The ‘long answer’ was as follows. In ordinary civil litigation the parties would usually, in the interests of finality, be held to their compromises, be they wise or unwise. However, this was not ordinary civil litigation. These were proceedings conducted in the public interest with the object of protecting the public. The fact that regulatory proceedings were conducted in the public interest did not displace the usual need to satisfy the Ladd v Marshall principles when adducing ‘fresh evidence’ on appeal. However, the public interest was “certainly a factor relevant to the overall exercise of discretion”. 

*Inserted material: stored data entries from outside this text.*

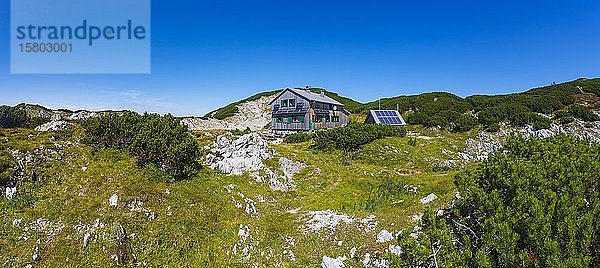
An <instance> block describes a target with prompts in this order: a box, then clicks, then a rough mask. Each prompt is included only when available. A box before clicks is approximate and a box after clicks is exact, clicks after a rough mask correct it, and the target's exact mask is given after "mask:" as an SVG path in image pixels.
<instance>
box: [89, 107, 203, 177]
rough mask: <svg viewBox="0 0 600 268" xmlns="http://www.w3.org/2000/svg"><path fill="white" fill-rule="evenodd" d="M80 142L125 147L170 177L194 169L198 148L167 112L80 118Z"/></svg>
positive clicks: (181, 128) (138, 158)
mask: <svg viewBox="0 0 600 268" xmlns="http://www.w3.org/2000/svg"><path fill="white" fill-rule="evenodd" d="M81 124H82V126H83V127H84V128H85V129H86V135H85V137H84V142H86V143H88V144H90V145H92V146H93V147H94V148H97V149H105V148H116V149H126V150H128V151H129V152H130V153H131V155H132V156H133V157H135V158H136V159H137V162H138V163H139V164H140V165H142V166H144V165H152V166H155V167H157V168H159V169H160V170H162V171H164V172H165V173H166V174H168V175H170V176H171V178H172V179H175V180H178V179H183V178H186V177H188V176H190V175H191V174H192V173H193V172H194V171H195V170H196V169H197V168H198V163H197V158H198V157H199V153H200V152H199V148H198V145H197V143H196V141H195V140H194V139H193V138H192V137H191V135H189V133H188V131H187V127H186V126H185V125H183V124H181V123H180V121H179V120H178V119H176V118H174V117H173V116H171V115H165V116H160V115H157V114H144V115H139V114H137V113H134V112H124V113H122V114H109V115H104V116H100V117H94V118H89V119H86V120H84V121H83V122H82V123H81Z"/></svg>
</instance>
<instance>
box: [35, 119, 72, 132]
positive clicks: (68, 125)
mask: <svg viewBox="0 0 600 268" xmlns="http://www.w3.org/2000/svg"><path fill="white" fill-rule="evenodd" d="M72 125H73V124H71V123H69V122H66V121H62V120H58V121H50V122H48V123H45V124H43V125H40V126H38V127H36V128H35V130H37V131H58V130H63V129H67V128H68V127H70V126H72Z"/></svg>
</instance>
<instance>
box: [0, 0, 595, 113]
mask: <svg viewBox="0 0 600 268" xmlns="http://www.w3.org/2000/svg"><path fill="white" fill-rule="evenodd" d="M497 2H498V3H494V4H490V3H489V1H414V0H413V1H376V2H375V1H351V0H349V1H348V0H347V1H323V0H321V1H312V0H305V1H292V0H287V1H281V0H270V1H266V0H265V1H263V0H260V1H250V0H244V1H241V0H240V1H231V0H220V1H202V0H200V1H180V0H170V1H164V0H154V1H152V72H151V74H135V75H128V74H113V75H110V74H108V75H107V74H104V75H81V74H77V75H75V74H73V75H68V74H67V75H28V74H19V75H13V74H10V58H9V57H10V49H9V45H10V38H9V27H10V26H9V24H10V17H9V16H10V6H9V1H2V3H1V4H0V26H1V27H0V36H4V38H0V51H1V52H0V104H9V105H14V104H17V103H20V102H29V103H39V104H42V105H45V106H48V107H51V108H70V109H133V110H136V111H139V112H143V111H150V112H159V113H167V112H170V113H173V114H175V115H180V116H183V115H203V114H204V113H206V112H208V111H209V110H212V109H214V108H217V107H220V106H223V105H225V104H228V103H230V102H232V101H235V100H238V99H241V98H245V97H247V96H249V95H252V94H254V93H257V92H261V91H264V90H272V89H277V88H282V87H288V86H289V87H293V86H304V85H312V86H321V87H325V88H327V89H330V90H332V91H336V92H339V93H340V94H341V95H344V96H348V97H351V98H354V99H356V100H359V101H370V100H375V99H377V98H380V97H386V96H397V95H406V94H416V93H421V92H429V91H448V92H452V93H455V94H458V95H461V96H468V95H472V94H498V93H507V92H515V91H520V90H524V89H528V88H531V87H536V86H541V85H546V84H550V83H551V82H553V81H556V82H561V81H568V80H573V79H576V78H579V77H599V76H600V49H599V48H600V34H599V33H600V15H599V14H600V1H497Z"/></svg>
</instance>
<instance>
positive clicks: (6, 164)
mask: <svg viewBox="0 0 600 268" xmlns="http://www.w3.org/2000/svg"><path fill="white" fill-rule="evenodd" d="M12 173H13V157H12V155H10V154H9V153H8V151H7V150H0V186H2V187H6V184H7V183H8V181H9V180H10V176H11V175H12Z"/></svg>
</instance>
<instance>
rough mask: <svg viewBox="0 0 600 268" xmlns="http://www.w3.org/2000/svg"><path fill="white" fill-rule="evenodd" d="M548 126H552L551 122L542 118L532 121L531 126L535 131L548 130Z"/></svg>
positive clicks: (551, 122) (539, 117)
mask: <svg viewBox="0 0 600 268" xmlns="http://www.w3.org/2000/svg"><path fill="white" fill-rule="evenodd" d="M538 116H539V115H538ZM550 124H552V121H550V119H548V118H546V117H543V116H539V117H537V118H536V119H535V121H533V124H532V126H533V128H534V129H535V130H540V129H548V128H550Z"/></svg>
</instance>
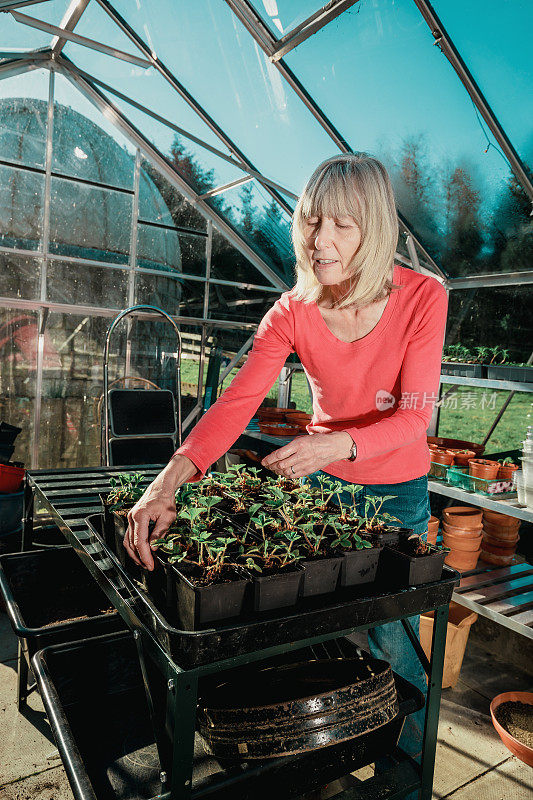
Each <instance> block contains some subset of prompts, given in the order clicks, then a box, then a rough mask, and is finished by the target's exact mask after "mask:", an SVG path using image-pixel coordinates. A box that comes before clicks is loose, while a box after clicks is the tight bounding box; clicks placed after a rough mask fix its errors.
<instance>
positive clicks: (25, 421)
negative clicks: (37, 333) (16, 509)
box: [0, 308, 38, 467]
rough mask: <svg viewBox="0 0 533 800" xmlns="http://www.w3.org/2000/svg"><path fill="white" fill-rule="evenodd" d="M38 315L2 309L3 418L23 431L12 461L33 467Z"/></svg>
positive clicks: (0, 360)
mask: <svg viewBox="0 0 533 800" xmlns="http://www.w3.org/2000/svg"><path fill="white" fill-rule="evenodd" d="M37 330H38V328H37V314H36V313H35V312H34V311H22V310H20V309H10V308H0V419H2V420H4V421H5V422H8V423H9V424H10V425H17V426H18V427H19V428H22V433H20V434H19V436H18V437H17V439H16V442H15V451H14V453H13V456H12V459H13V460H15V461H22V462H23V463H24V464H25V465H26V466H27V467H29V466H30V459H31V442H32V437H33V420H34V412H35V375H36V369H37Z"/></svg>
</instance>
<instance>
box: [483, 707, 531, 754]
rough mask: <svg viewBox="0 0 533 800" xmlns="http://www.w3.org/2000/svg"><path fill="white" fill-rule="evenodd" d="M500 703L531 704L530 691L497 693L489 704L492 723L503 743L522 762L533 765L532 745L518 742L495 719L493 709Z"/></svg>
mask: <svg viewBox="0 0 533 800" xmlns="http://www.w3.org/2000/svg"><path fill="white" fill-rule="evenodd" d="M502 703H526V704H527V705H533V693H532V692H503V694H499V695H497V696H496V697H495V698H494V700H493V701H492V702H491V704H490V715H491V717H492V724H493V725H494V727H495V728H496V731H497V733H498V736H499V737H500V739H501V740H502V742H503V743H504V745H505V746H506V747H507V748H508V749H509V750H510V751H511V753H513V755H515V756H516V757H517V758H519V759H520V761H523V762H524V764H527V765H528V766H530V767H533V747H528V746H527V744H524V743H523V742H519V741H518V739H515V737H514V736H511V734H510V733H508V732H507V731H506V730H505V728H503V727H502V726H501V725H500V723H499V722H498V720H497V719H496V714H495V711H496V709H497V708H498V706H500V705H501V704H502Z"/></svg>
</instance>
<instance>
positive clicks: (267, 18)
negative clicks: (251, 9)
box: [251, 0, 325, 39]
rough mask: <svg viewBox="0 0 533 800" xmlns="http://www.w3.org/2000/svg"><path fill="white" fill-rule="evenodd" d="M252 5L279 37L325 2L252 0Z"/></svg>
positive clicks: (303, 0)
mask: <svg viewBox="0 0 533 800" xmlns="http://www.w3.org/2000/svg"><path fill="white" fill-rule="evenodd" d="M251 5H253V6H254V8H255V10H256V11H257V12H258V13H259V15H260V16H261V19H262V20H263V22H266V24H267V25H268V27H269V28H270V30H271V31H272V33H273V34H274V36H275V37H276V38H277V39H279V38H280V37H281V36H285V35H286V34H287V33H288V32H289V31H291V30H292V29H293V28H295V27H296V26H297V25H300V24H301V23H302V22H304V21H305V20H306V19H308V18H309V17H310V16H311V15H312V14H314V13H315V11H317V10H318V9H319V8H321V7H322V6H323V5H325V3H321V2H320V0H252V3H251Z"/></svg>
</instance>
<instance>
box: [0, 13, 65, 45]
mask: <svg viewBox="0 0 533 800" xmlns="http://www.w3.org/2000/svg"><path fill="white" fill-rule="evenodd" d="M68 5H69V2H68V0H49V1H48V2H46V3H38V4H37V5H35V6H28V7H27V8H21V9H20V12H21V13H22V14H27V15H28V16H29V17H35V19H40V20H43V21H44V22H49V23H51V24H52V25H58V26H59V25H60V23H61V20H62V18H63V15H64V13H65V11H66V9H67V7H68ZM51 41H52V34H51V33H45V32H44V31H38V30H37V29H36V28H29V27H28V26H27V25H22V24H21V23H20V22H17V21H16V20H15V19H14V18H13V17H12V16H11V14H2V39H1V42H0V47H1V49H2V50H3V51H7V50H12V51H14V52H18V51H21V50H36V49H37V48H39V47H49V46H50V42H51Z"/></svg>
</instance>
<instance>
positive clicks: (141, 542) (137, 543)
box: [130, 512, 154, 571]
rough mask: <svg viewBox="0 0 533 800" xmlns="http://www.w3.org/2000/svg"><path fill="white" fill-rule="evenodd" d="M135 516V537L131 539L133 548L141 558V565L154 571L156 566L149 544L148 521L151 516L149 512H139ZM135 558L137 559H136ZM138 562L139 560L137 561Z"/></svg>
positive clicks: (134, 529) (149, 545)
mask: <svg viewBox="0 0 533 800" xmlns="http://www.w3.org/2000/svg"><path fill="white" fill-rule="evenodd" d="M132 518H133V537H132V539H131V540H130V545H133V548H132V549H133V550H134V551H135V552H136V554H137V555H138V558H140V560H141V562H142V563H141V566H143V567H146V568H147V569H148V570H150V571H152V570H153V568H154V559H153V556H152V550H151V548H150V545H149V544H148V536H149V534H148V523H149V520H150V518H149V516H148V515H147V512H144V514H142V516H141V513H140V512H139V513H138V514H137V515H136V517H132ZM134 560H135V559H134ZM136 563H137V564H138V563H139V561H136Z"/></svg>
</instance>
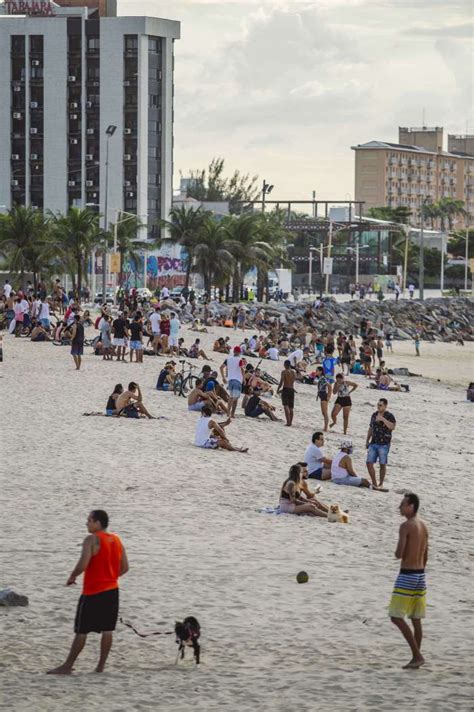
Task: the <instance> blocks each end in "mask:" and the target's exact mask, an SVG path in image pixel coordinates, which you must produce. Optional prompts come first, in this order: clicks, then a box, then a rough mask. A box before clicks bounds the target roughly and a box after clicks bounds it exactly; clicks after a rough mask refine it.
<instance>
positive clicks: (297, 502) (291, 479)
mask: <svg viewBox="0 0 474 712" xmlns="http://www.w3.org/2000/svg"><path fill="white" fill-rule="evenodd" d="M302 492H304V486H303V468H302V467H301V465H300V464H299V463H298V464H297V465H292V466H291V467H290V471H289V473H288V477H287V478H286V480H285V481H284V483H283V486H282V488H281V491H280V502H279V504H280V511H281V512H283V513H284V514H308V515H309V516H311V517H327V514H326V512H325V511H324V510H323V509H321V508H320V503H319V502H317V500H316V499H315V498H314V497H311V498H310V500H308V499H306V498H303V497H302V496H301V493H302Z"/></svg>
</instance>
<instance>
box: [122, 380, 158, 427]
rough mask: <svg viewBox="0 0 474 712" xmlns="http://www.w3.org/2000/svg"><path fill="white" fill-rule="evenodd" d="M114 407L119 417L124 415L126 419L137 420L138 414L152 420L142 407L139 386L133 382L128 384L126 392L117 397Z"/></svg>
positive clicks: (141, 400) (141, 403) (150, 419)
mask: <svg viewBox="0 0 474 712" xmlns="http://www.w3.org/2000/svg"><path fill="white" fill-rule="evenodd" d="M116 406H117V411H118V415H119V416H120V415H125V416H126V417H127V418H139V417H140V414H143V415H145V416H146V417H147V418H149V419H150V420H152V419H153V416H152V415H151V414H150V413H149V412H148V411H147V409H146V408H145V406H144V405H143V397H142V392H141V390H140V386H139V385H138V383H134V382H133V381H132V382H131V383H129V384H128V388H127V390H126V391H124V392H123V393H121V394H120V395H119V397H118V398H117V403H116Z"/></svg>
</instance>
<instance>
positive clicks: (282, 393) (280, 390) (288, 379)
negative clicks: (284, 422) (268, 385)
mask: <svg viewBox="0 0 474 712" xmlns="http://www.w3.org/2000/svg"><path fill="white" fill-rule="evenodd" d="M283 365H284V367H285V368H284V370H283V371H282V372H281V376H280V383H279V384H278V389H277V393H281V403H282V405H283V409H284V411H285V418H286V423H285V425H287V426H288V427H289V428H290V427H291V426H292V424H293V412H294V407H295V379H296V371H294V370H293V369H292V368H291V361H289V360H286V361H285V363H284V364H283Z"/></svg>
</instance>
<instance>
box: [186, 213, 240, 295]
mask: <svg viewBox="0 0 474 712" xmlns="http://www.w3.org/2000/svg"><path fill="white" fill-rule="evenodd" d="M234 250H236V245H235V244H233V241H232V240H230V239H229V238H228V236H227V234H226V231H225V230H224V227H223V225H222V223H221V222H218V221H217V220H216V219H215V218H213V217H210V216H208V217H207V218H206V219H205V220H204V221H203V223H202V225H201V227H200V229H199V233H198V237H197V240H196V244H195V245H194V246H193V254H194V265H193V270H194V271H195V272H197V273H198V274H200V275H202V277H203V279H204V289H205V291H206V292H207V294H209V295H210V293H211V288H212V286H215V287H224V286H225V284H226V282H227V281H228V280H229V279H230V277H231V275H232V273H233V270H234V263H235V260H234V255H233V251H234Z"/></svg>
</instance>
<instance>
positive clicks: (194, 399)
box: [188, 378, 227, 415]
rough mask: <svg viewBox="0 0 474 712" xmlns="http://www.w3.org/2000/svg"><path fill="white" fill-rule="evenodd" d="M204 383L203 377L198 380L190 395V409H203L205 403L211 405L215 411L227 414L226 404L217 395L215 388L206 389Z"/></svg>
mask: <svg viewBox="0 0 474 712" xmlns="http://www.w3.org/2000/svg"><path fill="white" fill-rule="evenodd" d="M203 383H204V382H203V380H202V378H198V379H197V380H196V385H195V386H194V388H193V390H192V391H191V392H190V394H189V395H188V410H189V411H201V410H202V409H203V408H204V406H205V405H209V406H210V407H211V408H212V411H213V412H216V413H219V414H220V415H222V414H225V415H227V406H226V404H225V403H224V402H223V401H221V399H220V398H218V397H217V395H216V394H215V392H214V390H213V389H211V390H209V391H204V390H203V388H202V386H203Z"/></svg>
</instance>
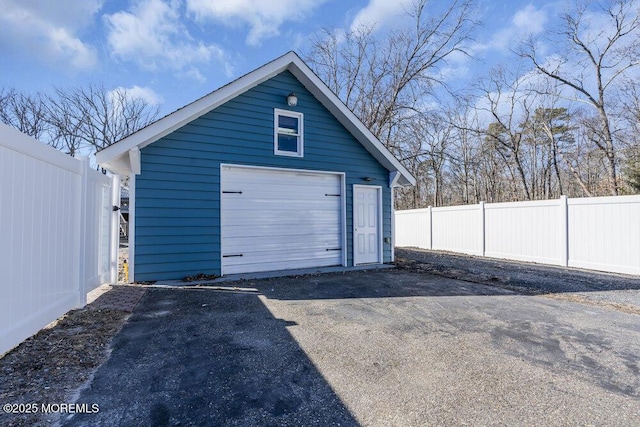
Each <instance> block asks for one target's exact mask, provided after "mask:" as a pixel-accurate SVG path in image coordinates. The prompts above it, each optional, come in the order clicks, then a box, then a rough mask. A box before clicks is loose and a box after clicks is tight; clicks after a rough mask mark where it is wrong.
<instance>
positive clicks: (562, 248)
mask: <svg viewBox="0 0 640 427" xmlns="http://www.w3.org/2000/svg"><path fill="white" fill-rule="evenodd" d="M559 202H560V236H559V239H560V265H562V266H563V267H568V266H569V199H568V197H567V196H564V195H563V196H560V200H559Z"/></svg>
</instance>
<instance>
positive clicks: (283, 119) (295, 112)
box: [273, 109, 304, 157]
mask: <svg viewBox="0 0 640 427" xmlns="http://www.w3.org/2000/svg"><path fill="white" fill-rule="evenodd" d="M302 121H303V118H302V113H296V112H295V111H285V110H278V109H275V110H274V130H275V132H274V150H273V151H274V153H275V154H277V155H280V156H293V157H302V155H303V135H304V132H303V129H302V127H303V126H302Z"/></svg>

The GMC’s first instance agreement to exclude the Court of Appeal’s judgment was “wholly erroneous and should never have been made”. It operated to “distort the hearing before the MPT and its attempt to achieve a fair and just outcome”. Taking into account the Court of Appeal’s judgment the court concluded that the only proper sanction was erasure: “What he did, exploiting his position as a doctor and as an expert witness, struck at the very heart of the administration of justice and involved an abuse of the trust which the Court have to accord to experts”. 

Comment 

On the face of it, the principle affirmed by the Court of Appeal may look harsh or unfair. The GMC was permitted to go behind an ill-judged but nonetheless clear agreement with the doctor’s legal team that prejudicial material would not be admitted at first instance. Moreover, it is clear that the Ladd v Marshall principles apply as much to regulatory proceedings as to other types of case: see GMC v Adeogba [2016] EWCA Civ 162. This includes Lord Denning’s principle that: “it must be shown that the evidence could not have been obtained with reasonable diligence for use at the trial”. It is difficult to see how that principle could be satisfied where available evidence was excluded by agreement below. 

However, in the author’s view, the decision is best viewed as one that is confined to its own peculiar facts. First, the material being admitted on appeal was not aptly characterised as “fresh evidence”: it was a reported decision of the Court of Appeal. Second, the decision by the GMC to allow the MPT to proceed on the mistaken assumption that the Garnham J’s judgment remained authoritative was plainly and conspicuously wrong. Third, the PSA was a party to the appeal. The Divisional Court was clearly right to find that the PSA was not bound by an erroneous concession below, to which it was not a party and was contrary to the public interest.